I often like to pick up souveniors to take home on my travels. This time I bought a Coke by the Dead Sea at Jericho. Upon my return to the U.S., a customs agent held it up and asked "Why this?"
"Turn it around," I answered.
He then noticed it had the English on one side and the Hebrew on the other. The Coke is one of the cheapest souvenirs I've ever bought, yet one of the most unique. I don't know if Hebrew Coke tastes any different, It's still sitting on my shelf unopened.


Saturday, December 23, 2017

Chaplin Autograph Forty Five Years Later


Just came upon this while thumbing through some of my TWA memorabilia. In my memoir,
Up, Up and Astray, I've recounted having Charlie Chaplin and his entourage on my flight from Los Angeles to London after Mr. Chaplin was presented an honorary Academy Award. Although his movies were before my time, I was delighted to get his autograph for my mother. She adored Charlie Chaplin. The only paper I could find on board the plane was TWA stationery. I also kept the envelope with the postmark from Hounslow, UK dated April 13, 1972. While writing brings back memories, having something physical from the past almost brings it back to life. I'll never forget how excited mom was to get Chaplin's autograph.

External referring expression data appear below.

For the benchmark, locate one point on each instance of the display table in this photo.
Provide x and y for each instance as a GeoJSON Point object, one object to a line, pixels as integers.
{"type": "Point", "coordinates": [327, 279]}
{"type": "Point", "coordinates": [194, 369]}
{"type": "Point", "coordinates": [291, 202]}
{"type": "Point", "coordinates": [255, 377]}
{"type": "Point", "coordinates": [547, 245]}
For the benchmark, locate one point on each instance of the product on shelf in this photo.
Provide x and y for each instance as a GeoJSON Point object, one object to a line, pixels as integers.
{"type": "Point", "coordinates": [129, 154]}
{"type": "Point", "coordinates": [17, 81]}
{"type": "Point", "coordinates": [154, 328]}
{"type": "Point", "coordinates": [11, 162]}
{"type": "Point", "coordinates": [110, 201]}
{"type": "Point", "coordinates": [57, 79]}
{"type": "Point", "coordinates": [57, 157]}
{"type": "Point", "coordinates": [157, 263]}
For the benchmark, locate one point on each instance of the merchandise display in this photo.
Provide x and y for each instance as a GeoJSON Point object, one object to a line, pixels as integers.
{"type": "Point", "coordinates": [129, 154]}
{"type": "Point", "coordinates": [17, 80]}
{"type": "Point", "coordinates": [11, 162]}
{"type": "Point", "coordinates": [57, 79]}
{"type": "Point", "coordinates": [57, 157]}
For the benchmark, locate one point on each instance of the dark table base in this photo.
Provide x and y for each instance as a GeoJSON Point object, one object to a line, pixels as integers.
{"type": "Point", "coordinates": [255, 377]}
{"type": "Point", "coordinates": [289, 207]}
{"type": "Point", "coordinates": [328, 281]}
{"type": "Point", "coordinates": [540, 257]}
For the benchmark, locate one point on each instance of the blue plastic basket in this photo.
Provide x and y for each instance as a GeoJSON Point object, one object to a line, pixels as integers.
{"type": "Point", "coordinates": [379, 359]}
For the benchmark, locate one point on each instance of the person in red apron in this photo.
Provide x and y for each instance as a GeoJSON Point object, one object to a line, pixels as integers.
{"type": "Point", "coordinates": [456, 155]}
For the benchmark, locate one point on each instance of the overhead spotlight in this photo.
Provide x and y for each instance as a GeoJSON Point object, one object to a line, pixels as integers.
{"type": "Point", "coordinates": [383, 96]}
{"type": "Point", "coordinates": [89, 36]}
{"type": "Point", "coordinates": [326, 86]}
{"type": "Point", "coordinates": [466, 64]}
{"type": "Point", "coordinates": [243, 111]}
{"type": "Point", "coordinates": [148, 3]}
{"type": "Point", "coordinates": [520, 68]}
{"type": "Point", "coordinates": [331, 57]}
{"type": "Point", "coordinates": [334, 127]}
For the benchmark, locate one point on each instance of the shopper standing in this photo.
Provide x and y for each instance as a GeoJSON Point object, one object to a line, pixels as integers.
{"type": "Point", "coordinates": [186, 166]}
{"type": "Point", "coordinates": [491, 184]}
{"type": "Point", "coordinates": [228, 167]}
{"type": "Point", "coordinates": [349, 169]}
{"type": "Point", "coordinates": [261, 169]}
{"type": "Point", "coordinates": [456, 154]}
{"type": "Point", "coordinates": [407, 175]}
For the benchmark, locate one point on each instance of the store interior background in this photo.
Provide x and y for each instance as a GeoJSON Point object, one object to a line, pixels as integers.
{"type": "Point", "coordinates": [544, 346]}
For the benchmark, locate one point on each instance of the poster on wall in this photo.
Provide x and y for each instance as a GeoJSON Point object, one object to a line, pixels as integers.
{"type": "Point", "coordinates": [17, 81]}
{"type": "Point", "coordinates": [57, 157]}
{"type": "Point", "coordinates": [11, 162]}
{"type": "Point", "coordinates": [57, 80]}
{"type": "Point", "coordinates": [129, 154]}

Of all the Hollywood celebs I met while working
flights out of LAX, Mr. Chaplin was the only one
I asked for an autograph (for my mom, Ellen).

Friday, December 1, 2017

Writer's Outtake, Episode 2 - Lost Mom in Cabin D

From the movie "Airplane"
One of the strangest happenings on one of my flights occurred during a daytime trip from Boston to Los Angeles. Shortly after lunch service was completed, I was standing in first class chatting with a passenger when an anxious-looking flight attendant approached me. "Jim, there's a problem in D-cabin." As I followed her to the second-most rear cabin on the plane, she explained that an elderly lady is upset because she found another elderly lady sitting next to her son.

The lady was waiting for me at the front of D-cabin. She was trembling while pointing down several rows to an elderly lady in an aisle seat beside a man in his forties. "When I came back from the rest room I saw that lady sitting next to my son. She told me she was with her son, and she refused to move." When I escorted the complaining lady to the alleged 'false mother', something akin to an old Abbott and Costello routine ensued for the next several minutes.
The standing mother said, "She's sitting in my seat."
The seated mother replied defensively, "I'm in my own seat."
Futher declarations and pointing continued:
"She's sitting next to my son."
"He's my son."
"She's my mom."
And so on. I began to wonder if the woman standing beside me really had her son on the plane. As a last resort, I could make a 'missing mother' announcement. That could be embarrassing to the woman, especially if she, in fact, had no son on the plane.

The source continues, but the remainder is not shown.